Social-oriented visual image search

https://doi.org/10.1016/j.cviu.2013.06.011Get rights and content

Highlights

  • We exploit social information to help understanding user intention in image search.

  • We propose a novel scenario by combining social factor and visual factor.

  • Social relevance is important in predicting user intention.

  • For best performance, the weights of social factor and visual factor need a balance.

  • Experiment result shows effectiveness in both social relevance and visual quality

Abstract

Many research have been focusing on how to match the textual query with visual images and their surrounding texts or tags for Web image search. The returned results are often unsatisfactory due to their deviation from user intentions, particularly for queries with heterogeneous concepts (such as “apple”, “jaguar”) or general (non-specific) concepts (such as “landscape”, “hotel”). In this paper, we exploit social data from social media platforms to assist image search engines, aiming to improve the relevance between returned images and user intentions (i.e., social relevance). Facing the challenges of social data sparseness, the tradeoff between social relevance and visual relevance, and the complex social and visual factors, we propose a community-specific Social-Visual Ranking (SVR) algorithm to rerank the Web images returned by current image search engines. The SVR algorithm is implemented by PageRank over a hybrid image link graph, which is the combination of an image social-link graph and an image visual-link graph. By conducting extensive experiments, we demonstrated the importance of both visual factors and social factors, and the advantages of social-visual ranking algorithm for Web image search.

Introduction

Image search engines play the role of a bridge between user intentions and visual images. By simply representing user intentions with textual query, many existing research works have been focusing on how to match the textual query with visual images and their surrounding texts or tags. However, the returned results are often unsatisfactory due to their deviation from user intentions. Let’s take the image search case “jaguar” as an example scenario, as shown in Fig. 1. Different users have different intentions when inputting the query “jaguar”. Some are expecting leopard images, while others are expecting automobile images. This scenario is quite common, particularly for queries with heterogeneous concepts (such as “apple”, “jaguar”) or general (non-specific) concepts (such as “landscape”, “hotel”). This raises a fundamental but rarely-researched problem in Web image search: how to understand user intentions when users conducting image search?

In the past years, this problem is very difficult to resolve due to the lack of social (i.e., inter-personal and personal) or personal data to reveal user intentions. On one hand, the user search logs, which contain rich user information, are maintained by search engine companies and kept confidential; on the other hand, the lack of ID (user identifier) information in the user search logs makes them hard to be exploited for intention representation and discovery.

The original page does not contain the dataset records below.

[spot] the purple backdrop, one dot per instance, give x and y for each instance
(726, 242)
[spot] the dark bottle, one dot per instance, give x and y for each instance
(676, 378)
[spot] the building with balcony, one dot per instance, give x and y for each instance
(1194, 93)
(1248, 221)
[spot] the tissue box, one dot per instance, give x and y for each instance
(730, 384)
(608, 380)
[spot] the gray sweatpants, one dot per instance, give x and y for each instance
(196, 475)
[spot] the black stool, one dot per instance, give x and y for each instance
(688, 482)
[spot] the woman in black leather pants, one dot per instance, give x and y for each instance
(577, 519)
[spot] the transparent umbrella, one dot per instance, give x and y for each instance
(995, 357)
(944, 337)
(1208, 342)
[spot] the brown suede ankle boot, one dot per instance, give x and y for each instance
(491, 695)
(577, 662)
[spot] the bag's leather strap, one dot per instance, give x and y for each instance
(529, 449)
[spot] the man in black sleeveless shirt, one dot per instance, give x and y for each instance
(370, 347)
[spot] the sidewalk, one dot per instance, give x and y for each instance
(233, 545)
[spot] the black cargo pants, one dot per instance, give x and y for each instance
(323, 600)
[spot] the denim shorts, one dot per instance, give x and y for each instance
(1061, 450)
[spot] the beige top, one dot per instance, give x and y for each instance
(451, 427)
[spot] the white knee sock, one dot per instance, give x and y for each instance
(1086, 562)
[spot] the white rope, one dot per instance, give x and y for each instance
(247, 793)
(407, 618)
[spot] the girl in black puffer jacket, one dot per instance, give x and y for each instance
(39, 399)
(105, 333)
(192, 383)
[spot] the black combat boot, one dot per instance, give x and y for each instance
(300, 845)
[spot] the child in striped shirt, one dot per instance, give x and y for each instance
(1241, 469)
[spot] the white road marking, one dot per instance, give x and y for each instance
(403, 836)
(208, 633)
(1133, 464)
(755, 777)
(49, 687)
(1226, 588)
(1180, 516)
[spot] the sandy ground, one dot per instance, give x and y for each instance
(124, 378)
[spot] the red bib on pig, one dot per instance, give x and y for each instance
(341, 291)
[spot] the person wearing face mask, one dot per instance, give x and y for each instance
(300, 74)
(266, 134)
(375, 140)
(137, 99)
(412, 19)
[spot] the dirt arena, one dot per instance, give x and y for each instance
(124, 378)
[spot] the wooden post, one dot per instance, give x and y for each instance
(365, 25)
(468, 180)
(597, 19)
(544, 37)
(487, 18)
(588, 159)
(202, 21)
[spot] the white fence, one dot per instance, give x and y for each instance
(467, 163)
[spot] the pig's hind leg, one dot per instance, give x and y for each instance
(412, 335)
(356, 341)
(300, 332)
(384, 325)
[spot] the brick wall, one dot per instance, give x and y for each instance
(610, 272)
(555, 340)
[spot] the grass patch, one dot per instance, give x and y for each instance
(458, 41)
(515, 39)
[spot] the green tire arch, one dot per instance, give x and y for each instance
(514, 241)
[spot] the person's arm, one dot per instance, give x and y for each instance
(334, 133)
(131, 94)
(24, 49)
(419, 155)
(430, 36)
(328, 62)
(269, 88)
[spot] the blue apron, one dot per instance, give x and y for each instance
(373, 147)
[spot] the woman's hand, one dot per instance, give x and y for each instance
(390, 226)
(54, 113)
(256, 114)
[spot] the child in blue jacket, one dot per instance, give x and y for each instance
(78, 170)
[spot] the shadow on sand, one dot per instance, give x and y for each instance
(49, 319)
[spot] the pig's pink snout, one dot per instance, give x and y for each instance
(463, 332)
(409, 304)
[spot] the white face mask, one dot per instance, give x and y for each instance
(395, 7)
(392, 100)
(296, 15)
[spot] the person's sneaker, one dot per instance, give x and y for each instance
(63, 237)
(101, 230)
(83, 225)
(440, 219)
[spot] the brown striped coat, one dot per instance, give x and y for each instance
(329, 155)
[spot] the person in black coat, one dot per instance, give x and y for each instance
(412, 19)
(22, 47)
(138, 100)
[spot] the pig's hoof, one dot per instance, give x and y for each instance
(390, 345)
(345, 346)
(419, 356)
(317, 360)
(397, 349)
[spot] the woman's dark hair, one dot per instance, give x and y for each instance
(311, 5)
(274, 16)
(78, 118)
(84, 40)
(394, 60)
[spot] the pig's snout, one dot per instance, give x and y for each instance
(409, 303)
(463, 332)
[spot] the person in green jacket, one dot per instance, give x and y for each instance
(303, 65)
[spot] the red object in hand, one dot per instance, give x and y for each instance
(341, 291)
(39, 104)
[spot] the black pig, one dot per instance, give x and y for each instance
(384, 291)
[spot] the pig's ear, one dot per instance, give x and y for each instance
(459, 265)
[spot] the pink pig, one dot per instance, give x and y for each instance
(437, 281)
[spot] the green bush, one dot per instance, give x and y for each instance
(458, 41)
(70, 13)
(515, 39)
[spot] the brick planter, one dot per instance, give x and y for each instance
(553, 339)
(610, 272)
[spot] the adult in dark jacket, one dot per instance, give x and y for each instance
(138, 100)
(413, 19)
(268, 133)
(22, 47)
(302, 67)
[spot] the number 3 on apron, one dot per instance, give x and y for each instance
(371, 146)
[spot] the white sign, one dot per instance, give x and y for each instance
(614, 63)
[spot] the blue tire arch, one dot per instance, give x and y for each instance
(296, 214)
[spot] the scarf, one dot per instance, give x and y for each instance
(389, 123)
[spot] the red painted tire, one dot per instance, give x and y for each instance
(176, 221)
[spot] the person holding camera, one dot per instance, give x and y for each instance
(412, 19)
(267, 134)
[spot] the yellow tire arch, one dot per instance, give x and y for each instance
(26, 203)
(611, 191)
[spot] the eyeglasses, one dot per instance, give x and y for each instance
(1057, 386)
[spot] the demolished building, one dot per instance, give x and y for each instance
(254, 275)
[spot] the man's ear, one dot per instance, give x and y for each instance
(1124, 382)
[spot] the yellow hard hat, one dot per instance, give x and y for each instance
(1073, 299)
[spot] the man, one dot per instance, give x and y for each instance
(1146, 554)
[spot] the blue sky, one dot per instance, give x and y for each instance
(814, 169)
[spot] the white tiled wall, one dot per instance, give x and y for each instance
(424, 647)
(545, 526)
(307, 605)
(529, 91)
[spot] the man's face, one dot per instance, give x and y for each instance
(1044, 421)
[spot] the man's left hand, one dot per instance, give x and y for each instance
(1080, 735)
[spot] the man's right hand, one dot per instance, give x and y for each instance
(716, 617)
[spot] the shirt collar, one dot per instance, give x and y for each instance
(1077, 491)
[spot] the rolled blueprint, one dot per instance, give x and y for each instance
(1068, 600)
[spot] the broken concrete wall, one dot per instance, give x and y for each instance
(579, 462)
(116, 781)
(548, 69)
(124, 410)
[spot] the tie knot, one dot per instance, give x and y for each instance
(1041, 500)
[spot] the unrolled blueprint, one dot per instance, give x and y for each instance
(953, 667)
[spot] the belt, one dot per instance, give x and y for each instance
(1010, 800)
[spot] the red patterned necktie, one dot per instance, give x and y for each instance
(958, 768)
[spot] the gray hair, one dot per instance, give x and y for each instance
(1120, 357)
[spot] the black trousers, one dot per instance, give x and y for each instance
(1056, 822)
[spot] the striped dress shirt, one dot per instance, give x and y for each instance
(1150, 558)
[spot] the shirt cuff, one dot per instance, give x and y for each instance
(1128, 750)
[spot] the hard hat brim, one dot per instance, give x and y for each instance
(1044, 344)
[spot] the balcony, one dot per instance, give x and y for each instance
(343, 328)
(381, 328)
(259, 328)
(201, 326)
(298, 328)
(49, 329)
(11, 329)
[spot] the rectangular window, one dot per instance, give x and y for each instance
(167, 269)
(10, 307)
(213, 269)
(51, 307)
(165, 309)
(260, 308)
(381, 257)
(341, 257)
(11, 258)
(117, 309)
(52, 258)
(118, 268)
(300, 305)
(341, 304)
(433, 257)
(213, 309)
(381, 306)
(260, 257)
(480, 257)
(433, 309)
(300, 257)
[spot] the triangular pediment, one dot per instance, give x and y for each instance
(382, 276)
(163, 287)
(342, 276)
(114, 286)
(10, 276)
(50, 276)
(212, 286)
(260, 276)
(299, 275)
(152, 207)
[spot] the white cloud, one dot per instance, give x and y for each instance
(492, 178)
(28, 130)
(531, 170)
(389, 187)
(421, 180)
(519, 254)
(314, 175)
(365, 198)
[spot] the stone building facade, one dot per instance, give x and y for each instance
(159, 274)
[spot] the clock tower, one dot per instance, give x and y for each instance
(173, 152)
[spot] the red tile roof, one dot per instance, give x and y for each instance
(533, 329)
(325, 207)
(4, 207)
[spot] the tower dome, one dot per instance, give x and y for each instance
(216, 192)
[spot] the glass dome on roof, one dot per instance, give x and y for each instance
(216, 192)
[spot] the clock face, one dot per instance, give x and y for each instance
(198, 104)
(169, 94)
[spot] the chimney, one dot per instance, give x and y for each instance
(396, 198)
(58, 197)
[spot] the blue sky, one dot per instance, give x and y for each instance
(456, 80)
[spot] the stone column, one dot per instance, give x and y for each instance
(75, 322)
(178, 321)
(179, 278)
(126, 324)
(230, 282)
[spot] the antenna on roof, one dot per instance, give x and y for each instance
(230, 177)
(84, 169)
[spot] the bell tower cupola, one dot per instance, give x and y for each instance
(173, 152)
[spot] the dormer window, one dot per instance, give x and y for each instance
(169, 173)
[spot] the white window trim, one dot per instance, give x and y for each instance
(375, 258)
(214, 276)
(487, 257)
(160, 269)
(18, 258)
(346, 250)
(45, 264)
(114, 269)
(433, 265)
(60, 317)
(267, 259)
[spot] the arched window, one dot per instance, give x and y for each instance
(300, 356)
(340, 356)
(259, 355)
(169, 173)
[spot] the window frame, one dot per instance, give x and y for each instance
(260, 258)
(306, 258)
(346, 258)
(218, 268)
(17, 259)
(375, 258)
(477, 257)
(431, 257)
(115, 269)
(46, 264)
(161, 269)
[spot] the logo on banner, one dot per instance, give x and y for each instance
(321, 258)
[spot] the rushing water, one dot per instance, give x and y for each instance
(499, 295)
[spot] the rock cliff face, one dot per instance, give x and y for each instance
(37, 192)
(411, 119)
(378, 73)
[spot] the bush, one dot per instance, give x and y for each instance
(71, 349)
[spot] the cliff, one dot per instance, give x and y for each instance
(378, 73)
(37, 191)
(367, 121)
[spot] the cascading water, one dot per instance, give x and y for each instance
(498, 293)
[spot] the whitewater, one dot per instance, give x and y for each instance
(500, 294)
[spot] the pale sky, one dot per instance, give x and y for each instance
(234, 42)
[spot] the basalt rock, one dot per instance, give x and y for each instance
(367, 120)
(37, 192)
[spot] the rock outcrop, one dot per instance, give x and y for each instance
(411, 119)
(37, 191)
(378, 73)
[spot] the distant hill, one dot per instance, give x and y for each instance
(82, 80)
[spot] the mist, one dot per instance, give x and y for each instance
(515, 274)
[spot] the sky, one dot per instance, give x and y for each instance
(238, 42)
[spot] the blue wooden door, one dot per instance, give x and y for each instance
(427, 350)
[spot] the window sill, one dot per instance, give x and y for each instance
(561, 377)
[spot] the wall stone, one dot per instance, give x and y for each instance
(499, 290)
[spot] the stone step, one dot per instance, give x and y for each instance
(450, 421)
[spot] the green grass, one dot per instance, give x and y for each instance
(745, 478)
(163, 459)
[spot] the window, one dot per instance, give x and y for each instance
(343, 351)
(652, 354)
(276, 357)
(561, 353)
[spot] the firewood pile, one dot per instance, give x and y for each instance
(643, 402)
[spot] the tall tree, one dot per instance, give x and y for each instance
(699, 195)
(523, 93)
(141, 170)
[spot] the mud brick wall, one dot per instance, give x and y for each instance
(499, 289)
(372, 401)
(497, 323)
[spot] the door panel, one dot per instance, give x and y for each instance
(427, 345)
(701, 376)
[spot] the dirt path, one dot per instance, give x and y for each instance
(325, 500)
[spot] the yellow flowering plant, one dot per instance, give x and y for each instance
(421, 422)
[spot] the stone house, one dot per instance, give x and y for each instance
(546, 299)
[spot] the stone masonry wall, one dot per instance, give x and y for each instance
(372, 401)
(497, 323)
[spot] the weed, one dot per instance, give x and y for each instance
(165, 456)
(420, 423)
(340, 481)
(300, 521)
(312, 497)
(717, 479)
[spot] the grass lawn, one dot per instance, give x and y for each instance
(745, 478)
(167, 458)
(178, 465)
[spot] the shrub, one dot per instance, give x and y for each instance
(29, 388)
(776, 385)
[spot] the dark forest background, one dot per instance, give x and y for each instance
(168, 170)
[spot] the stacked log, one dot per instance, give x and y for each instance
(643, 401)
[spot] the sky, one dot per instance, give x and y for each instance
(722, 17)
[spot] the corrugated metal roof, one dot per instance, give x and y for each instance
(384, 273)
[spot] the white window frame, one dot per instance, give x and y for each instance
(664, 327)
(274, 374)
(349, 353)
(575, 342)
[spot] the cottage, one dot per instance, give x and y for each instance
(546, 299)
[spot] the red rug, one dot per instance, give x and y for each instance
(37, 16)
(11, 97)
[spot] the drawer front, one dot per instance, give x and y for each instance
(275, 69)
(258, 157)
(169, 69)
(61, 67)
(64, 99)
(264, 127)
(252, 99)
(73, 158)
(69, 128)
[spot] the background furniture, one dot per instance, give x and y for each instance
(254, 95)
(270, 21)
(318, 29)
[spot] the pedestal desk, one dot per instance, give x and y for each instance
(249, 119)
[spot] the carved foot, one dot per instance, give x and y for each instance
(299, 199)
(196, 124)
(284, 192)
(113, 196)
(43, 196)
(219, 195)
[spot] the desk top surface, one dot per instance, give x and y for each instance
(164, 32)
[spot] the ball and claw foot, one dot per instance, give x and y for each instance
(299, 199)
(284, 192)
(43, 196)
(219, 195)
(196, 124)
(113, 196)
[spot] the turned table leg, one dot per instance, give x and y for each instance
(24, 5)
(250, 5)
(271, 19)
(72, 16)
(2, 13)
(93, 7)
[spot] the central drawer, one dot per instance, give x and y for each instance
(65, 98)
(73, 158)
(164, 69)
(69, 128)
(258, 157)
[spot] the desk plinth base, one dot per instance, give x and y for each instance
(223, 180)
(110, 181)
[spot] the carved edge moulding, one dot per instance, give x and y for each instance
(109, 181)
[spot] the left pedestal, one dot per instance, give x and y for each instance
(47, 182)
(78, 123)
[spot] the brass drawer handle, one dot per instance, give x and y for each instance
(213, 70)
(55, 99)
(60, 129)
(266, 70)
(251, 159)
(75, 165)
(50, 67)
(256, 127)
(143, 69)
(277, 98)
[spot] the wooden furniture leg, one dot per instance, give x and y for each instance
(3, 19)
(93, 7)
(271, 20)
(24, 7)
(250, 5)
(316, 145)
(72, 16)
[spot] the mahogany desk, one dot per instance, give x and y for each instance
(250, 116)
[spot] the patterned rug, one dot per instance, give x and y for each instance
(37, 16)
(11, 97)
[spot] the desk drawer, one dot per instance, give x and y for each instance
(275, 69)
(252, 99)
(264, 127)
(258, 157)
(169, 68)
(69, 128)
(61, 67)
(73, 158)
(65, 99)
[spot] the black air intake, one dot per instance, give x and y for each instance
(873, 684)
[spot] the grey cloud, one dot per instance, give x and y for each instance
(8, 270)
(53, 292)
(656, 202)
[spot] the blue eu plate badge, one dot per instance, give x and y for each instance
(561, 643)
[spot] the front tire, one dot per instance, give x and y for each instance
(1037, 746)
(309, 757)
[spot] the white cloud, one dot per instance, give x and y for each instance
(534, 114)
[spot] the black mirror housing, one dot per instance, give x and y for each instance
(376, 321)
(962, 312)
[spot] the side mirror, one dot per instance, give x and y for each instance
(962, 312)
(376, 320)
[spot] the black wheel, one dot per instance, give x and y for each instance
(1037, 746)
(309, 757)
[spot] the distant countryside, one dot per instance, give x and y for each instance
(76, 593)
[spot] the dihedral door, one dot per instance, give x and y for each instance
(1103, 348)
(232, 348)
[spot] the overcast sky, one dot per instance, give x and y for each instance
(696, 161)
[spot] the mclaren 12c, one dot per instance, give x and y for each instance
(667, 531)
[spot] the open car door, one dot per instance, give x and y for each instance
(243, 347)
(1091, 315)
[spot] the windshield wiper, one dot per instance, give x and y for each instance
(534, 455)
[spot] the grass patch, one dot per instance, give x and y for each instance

However, with the development of social media platforms, such as Flickr and Facebook, the way people can get social (including personal) data has been changed: users’ profiles, interests and their favorite images are exposed online and open to public, which are crucial information sources to implicitly understand user intentions.

Thus, let’s imagine a novel and interesting image search scenario: what if we know users’ Flickr ID when they conducting image search with textual queries? Can we exploit users’ social information to understand their intentions, and further improve the image search performances? In this paper, we exploit social data from social media platforms to assist image search engines, aiming to improve the relevance between returned images and user intentions (i.e., user interests), which is termed as Social Relevance.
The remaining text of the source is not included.